The climate denial and misinformation being spread by Trump further confirm that regaining power matters far more to him than the safety and long-term prosperity of the nation. But it may be the state of Florida, home to Trump’s residence and Mar-a-Lago resort that suffers the most from his delusional approach to climate change. The Covid Era mass migration to Florida was in itself an act of mass delusion, willful blindness to the ecological and financial threats facing the state as the Earth grows hotter and hotter. Sprawling construction in Florida has moved forward aggressively, attracting migration from areas less vulnerable to the threats of climate change. In 2022, the Financial Times heralded Miami as “a paradise of freedom” for those weary of lockdowns and Covid protocols. The building boom in Florida was made possible partly because Trump rolled back the Obama Administration’s regulations that limited residential and infrastructural development in low-lying areas vulnerable to climate change.

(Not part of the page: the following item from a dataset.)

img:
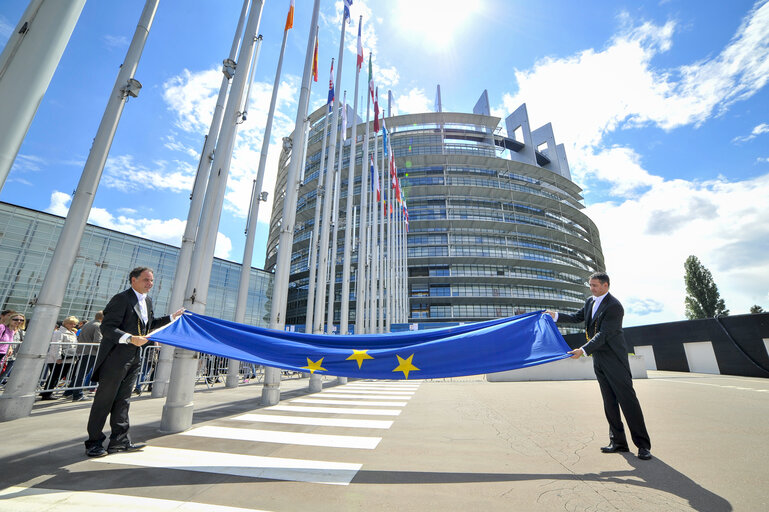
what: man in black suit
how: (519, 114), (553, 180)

We can only imagine this reckless building fueled by deregulation will increase dramatically if Trump retakes the White House, putting more and more lives at risk of climate disaster. To make matters worse, the ability of Floridians to respond to and flee these risks will be impaired if Trump follows through with the Project 2025 plan to commercialize the National Weather Service and break up the National Oceanic and Atmospheric Administration.
Only time will tell whether the Gulf Coast residents forced to flee Hurricane Helene and then Hurricane Milton will be reluctant to return and rebuild. It’s hard to say when the breaking point will come when the cold winters of the Northeast and Midwest seem more hospitable than a sun-drenched coast where multiple evacuations are a way of life, home insurance is unattainable, and the next storm surge might deposit a massive alligator in your kitchen. One thing is for sure though, another Trump presidency will only increase the chances that the Republican Paradise of Florida will someday become a Paradise Lost.